“I’ll help you find something.”
“Thank you. I’m afraid I’ve only gotten as far as the purple coat I’m wearing tomorrow.”
Around nine, Bill Walton and I walked over to Joe’s. Jack was there, with Bobby, Teddy, and the rest of the family. Old friends and aides, campaign workers. Jack couldn’t sit still. He’d cross the room to talk to one person, then walk back. He’d sit down, stand up, cross the room again, his fingers worrying his trousers pocket, his eyes bright. At half past ten, when early returns looked like the momentum was heading Jack’s way, I told them I was tired. The baby, I said. Joe made some absurd proclamation that, if Jack won, he wouldn’t attend the celebration at the Armory. He’d keep to the shadows for Jack’s sake, he said, as he had all year.
“Assuming Jack wins,” I said, “I think he’ll want his father there.” I plucked at the cuff of Joe’s sleeve and whispered, “You might as well just come—if this lifelong dream of yours is a done deal, they can’t unelect him.”
Assuming Jack wins.
I’ve practiced saying it, thinking it. Knowing what I’m not fully ready to know. And soon it will be light. The press will sweep in, past the gate, up the drive, onto the lawn, a wave of flashbulbs, pads of paper, pens, shouldering one another out as they push in, trying to get past the Secret Service, a tightening circle around us.
Outside now, the gray of the sky has paled; threads of fog drift over the roofs as the cedar-shake houses begin to emerge. And still those moving men below. How easily I can distinguish them from the police detail of the night before. These men move like the dead. Noiseless. Trained to disappear. One, standing by the break in the hedge, lights a cigarette. A pinprick orange glow as he inhales. The match drops. His toe grinds it out on the lawn.
…
“We won, Jackie.”
Jack grips my hand. A stormy morning, the ocean wild. I came down to the beach for a walk. Fifteen minutes later, Jack came to find me. I felt my heart lift when I saw him walking toward me through the rain.
His eyes are shining. “We won,” he says again.
“I know, Jack. And I’m so happy.”
“Come back up to the house,” he says.
The men are near us as we walk, the Secret Service men, moving at the hem of things.
The house is a tumult. The air shifts ten octaves as we walk in, the rip roar of laughter, cheers, loud faces, pumping hands.

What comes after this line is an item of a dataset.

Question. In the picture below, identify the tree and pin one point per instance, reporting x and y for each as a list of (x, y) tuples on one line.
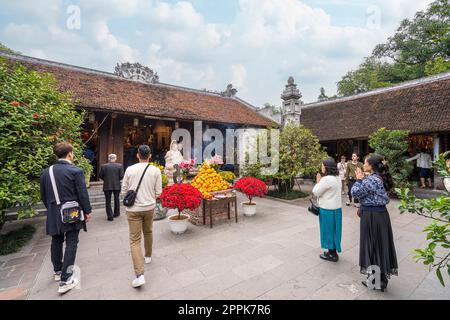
[(419, 48), (371, 74), (437, 253), (34, 116), (419, 40), (393, 144), (300, 154), (322, 96)]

Bodies teem through all seventeen rooms; they spill onto the porch and the lawn.
It feels like a glare, this new world.
“Jackie, you must be thrilled!” someone says.
“What kind of First Lady do you want to be?” That’s Jack’s sister Jean.
Half the room turns toward me, and I say I’m not quite sure how I feel about the term First Lady. It sounds a bit like a saddle horse.
They all laugh.
—
That night we have a small dinner with the Bradlees and Bill Walton. Lem Billings wanted to be there, but he and Ben don’t get along, so Lem with his rough jokes and battered suitcase was exiled to the main affair still roaring away at Joe’s.
At dinner, Ben tells Jack he should think about replacing Allen Dulles, Ike’s CIA director.
Walton agrees. “And toss Hoover out of the FBI. Make a clean sweep.”
Jack listens, nods. He tells them he’s nominating Adlai Stevenson for UN ambassador and Dean Rusk for secretary of state.
“I thought you wanted William Fulbright?” Walton says.
Jack shakes his head. “I don’t like his support for segregation.” He tells them then he’s been thinking about bringing in some Republicans: C. Douglas Dillon as secretary of the Treasury. McGeorge Bundy as national security advisor. Mac Bundy was a friend of Kick’s during the war.
“Roosevelt installed Republicans,” Jack says. “Truman did too, to bridge the aisle. Bob McNamara is the third GOP I’m considering. For Defense. What do you think?”
“McNamara’s barely GOP,” says Bill Walton. “He’s in the NAACP and the ACLU.”
“Jack likes that he’s an intrepid mountaineer,” I say.